O importante eram os felipes
Importante era encontrar os “felipes” escondidos nos montes escuros, formando carreiros espalhados lado a lado nos tijolos dos terreiros. Pelas suas características, os “felipes” tinham valor, como se fossem moedas que eu trocava por dinheiro com minha avó.
Quem cresceu perto dos terreiros das fazendas de café sabe o que é um ‘felipe”- o grão gêmeo, formado por dois frutos grudados um no outro, como irmão siameses.
A época de procurar “felipes” era agora, nas férias de inverno, quando o café é colhido e trazido para secar e passar por todo o processo que o transforma numa das bebidas mais consumidas no mundo.
Quando eu procurava “felipes” no terreiro da fazenda em Louveira, o Brasil era outro país. Havia poucos tratores e os carroções e carroças puxados por burros eram os responsáveis por diariamente trazer a colheita do cafezal para o terreiro, onde os grãos eram espalhados em longos carreiros para secar ao sol.
A maioria das fazendas tinha a tulha e, no máximo, um despolpador. As máquinas de beneficiar eram luxo das propriedades maiores. O fazendeiro comum levava o café para cooperativas ou o vendia ainda em grão para empresas cafeeiras, que beneficiavam, separavam e tipificavam o produto, na época, o grande ativo brasileiro.

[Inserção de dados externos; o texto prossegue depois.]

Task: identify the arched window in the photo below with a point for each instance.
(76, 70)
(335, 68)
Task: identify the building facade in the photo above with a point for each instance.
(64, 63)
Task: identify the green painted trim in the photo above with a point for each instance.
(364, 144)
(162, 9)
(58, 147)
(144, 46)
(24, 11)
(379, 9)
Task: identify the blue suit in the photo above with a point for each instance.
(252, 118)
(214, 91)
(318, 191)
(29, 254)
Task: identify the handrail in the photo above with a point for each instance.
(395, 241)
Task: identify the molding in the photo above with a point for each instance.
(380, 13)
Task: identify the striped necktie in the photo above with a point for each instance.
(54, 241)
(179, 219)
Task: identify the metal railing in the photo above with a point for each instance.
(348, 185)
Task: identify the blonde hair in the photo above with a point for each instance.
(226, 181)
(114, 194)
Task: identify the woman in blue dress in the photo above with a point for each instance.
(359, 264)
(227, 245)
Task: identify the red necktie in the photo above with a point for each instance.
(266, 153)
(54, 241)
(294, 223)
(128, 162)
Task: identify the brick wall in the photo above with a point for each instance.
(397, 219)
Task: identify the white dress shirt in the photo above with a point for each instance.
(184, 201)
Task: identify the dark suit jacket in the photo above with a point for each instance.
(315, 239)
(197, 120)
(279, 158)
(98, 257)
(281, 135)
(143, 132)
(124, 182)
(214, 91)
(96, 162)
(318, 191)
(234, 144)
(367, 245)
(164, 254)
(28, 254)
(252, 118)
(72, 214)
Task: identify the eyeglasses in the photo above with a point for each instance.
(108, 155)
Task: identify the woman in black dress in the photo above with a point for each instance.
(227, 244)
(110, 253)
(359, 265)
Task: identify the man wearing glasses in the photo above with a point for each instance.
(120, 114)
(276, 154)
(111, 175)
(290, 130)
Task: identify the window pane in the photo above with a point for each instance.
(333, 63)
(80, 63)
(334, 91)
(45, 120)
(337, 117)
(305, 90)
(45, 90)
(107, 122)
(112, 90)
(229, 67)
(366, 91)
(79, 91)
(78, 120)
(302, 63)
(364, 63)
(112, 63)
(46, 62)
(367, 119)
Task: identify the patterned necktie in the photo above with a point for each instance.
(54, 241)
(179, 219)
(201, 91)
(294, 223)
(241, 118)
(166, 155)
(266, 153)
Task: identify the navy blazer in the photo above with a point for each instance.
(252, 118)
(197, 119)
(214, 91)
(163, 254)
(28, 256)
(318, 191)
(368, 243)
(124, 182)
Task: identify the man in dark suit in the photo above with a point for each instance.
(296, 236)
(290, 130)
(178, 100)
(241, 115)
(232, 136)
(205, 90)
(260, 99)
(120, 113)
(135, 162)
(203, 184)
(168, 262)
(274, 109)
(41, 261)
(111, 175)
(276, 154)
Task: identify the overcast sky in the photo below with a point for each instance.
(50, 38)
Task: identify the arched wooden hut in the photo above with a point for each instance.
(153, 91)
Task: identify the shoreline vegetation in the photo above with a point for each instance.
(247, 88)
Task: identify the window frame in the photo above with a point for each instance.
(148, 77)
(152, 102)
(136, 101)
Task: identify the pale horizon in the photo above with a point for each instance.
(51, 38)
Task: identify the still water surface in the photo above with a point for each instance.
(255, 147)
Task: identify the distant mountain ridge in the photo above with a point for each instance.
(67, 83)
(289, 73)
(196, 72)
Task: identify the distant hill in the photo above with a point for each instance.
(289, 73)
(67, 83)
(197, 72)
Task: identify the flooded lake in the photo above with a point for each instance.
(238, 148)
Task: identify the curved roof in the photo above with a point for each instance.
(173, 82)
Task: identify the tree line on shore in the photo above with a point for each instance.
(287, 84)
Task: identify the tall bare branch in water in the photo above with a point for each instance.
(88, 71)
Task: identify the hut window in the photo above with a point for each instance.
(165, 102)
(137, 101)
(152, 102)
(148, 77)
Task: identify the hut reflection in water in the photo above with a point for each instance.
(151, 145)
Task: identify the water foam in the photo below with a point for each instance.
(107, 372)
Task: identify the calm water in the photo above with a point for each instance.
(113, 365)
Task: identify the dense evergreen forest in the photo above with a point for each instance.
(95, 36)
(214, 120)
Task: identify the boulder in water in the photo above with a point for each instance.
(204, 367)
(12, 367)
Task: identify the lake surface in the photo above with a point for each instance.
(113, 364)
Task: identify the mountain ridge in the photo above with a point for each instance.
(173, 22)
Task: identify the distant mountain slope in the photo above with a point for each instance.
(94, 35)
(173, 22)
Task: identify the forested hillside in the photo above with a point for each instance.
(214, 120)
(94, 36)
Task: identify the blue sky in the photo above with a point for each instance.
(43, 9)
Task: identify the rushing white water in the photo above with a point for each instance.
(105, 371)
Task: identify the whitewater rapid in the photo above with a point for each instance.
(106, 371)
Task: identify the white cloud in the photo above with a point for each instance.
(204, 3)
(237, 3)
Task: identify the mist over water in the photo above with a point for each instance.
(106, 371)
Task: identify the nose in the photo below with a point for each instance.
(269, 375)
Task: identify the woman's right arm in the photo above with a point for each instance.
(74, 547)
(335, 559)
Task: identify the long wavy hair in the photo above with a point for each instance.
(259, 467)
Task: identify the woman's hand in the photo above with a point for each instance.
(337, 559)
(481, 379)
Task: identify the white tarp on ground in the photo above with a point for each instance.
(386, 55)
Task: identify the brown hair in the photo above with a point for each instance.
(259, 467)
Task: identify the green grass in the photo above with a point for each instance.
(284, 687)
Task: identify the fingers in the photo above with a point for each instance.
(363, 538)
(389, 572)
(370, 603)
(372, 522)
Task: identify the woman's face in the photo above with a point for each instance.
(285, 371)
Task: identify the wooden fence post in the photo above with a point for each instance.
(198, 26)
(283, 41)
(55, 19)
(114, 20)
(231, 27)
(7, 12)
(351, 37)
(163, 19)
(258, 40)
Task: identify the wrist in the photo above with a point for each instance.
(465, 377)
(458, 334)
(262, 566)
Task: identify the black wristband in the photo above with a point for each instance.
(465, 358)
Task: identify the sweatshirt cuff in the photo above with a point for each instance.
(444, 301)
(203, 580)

Mas isso, naquele tempo, não me interessava. O que eu queria era encontrar o maior número de “felipes” para trocá-los por dinheiro com minha avó.
Às vezes os vendia para meu pai, mas era apenas para melhorar o preço. Minha compradora regular era minha avó Sara, que tomava os “felipes” nas mãos e os olhava atenta e ternamente, com seus olhos azuis, como se estivesse fazendo a compra mais importante de sua vida.